If you have your own drone, you’re following those rules, and you’re flying it just for fun…enjoy your hobby! However, the moment you use your drone for any type of compensation or professional benefit, you are flying for commercial purposes. That includes any amount of money, trade, benefit to your own business, or even a candy bar. From that point on, an entirely new set of rules apply to that flight and how you operate that drone.
What happens if you’re caught illegally flying commercial flights?
So what happens to an unlicensed pilot if they’re caught? Well, drone accidents are investigated by the FAA. An unlicensed pilot will be fined between $1,000 and $32,666 per flight or incidence depending on the situation. Those fines could climb higher and be combined with jail time if an investigation finds that the user was operating unsafely.
The company that hired the operator isn’t off the hook either. They could be fined $11,000 per instance for hiring an unlicensed pilot. There have been a few instances of significant civil penalties being applied. One company, SkyPan International in Chicago, had to pay a substantial fine. On October 6, 2015, the company was charged with the civil penalties of $1.9 million by the FAA for flying unregistered drones over restricted areas in illegal ways. The company eventually settled the case with the FAA by paying a $250,000 fine.

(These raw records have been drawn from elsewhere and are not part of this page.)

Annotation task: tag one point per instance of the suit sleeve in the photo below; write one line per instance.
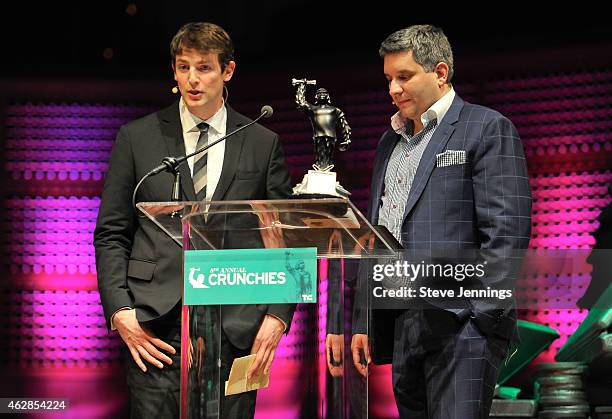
(278, 186)
(502, 200)
(115, 226)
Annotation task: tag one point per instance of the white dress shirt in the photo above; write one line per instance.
(217, 128)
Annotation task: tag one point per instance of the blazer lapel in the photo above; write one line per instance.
(172, 131)
(434, 147)
(231, 156)
(385, 148)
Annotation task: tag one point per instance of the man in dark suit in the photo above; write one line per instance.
(139, 266)
(449, 176)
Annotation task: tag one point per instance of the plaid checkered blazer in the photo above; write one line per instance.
(470, 191)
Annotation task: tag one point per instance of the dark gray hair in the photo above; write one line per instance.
(428, 44)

AND, if you have the drone and operate it illegally for your own business, you will be responsible for both fines!
Since most companies don’t have the time, man power or know how to deal with the FAA regulations and the testing required to stay on the right side of the law, it’s a smart choice to hire a professional certified & insured UAS drone operator. Once you have made the decision to hire a professional licensed UAV drone pilot, review their work and always ask to see their license. Statistically, over 1.3 million drones have been registered with the FAA but to date, only 116,000 pilots have received certificates from the FAA since the small drone rule went into effect in August of 2016. This means that only 10% of the drones out there are actually able to fly for commercial use.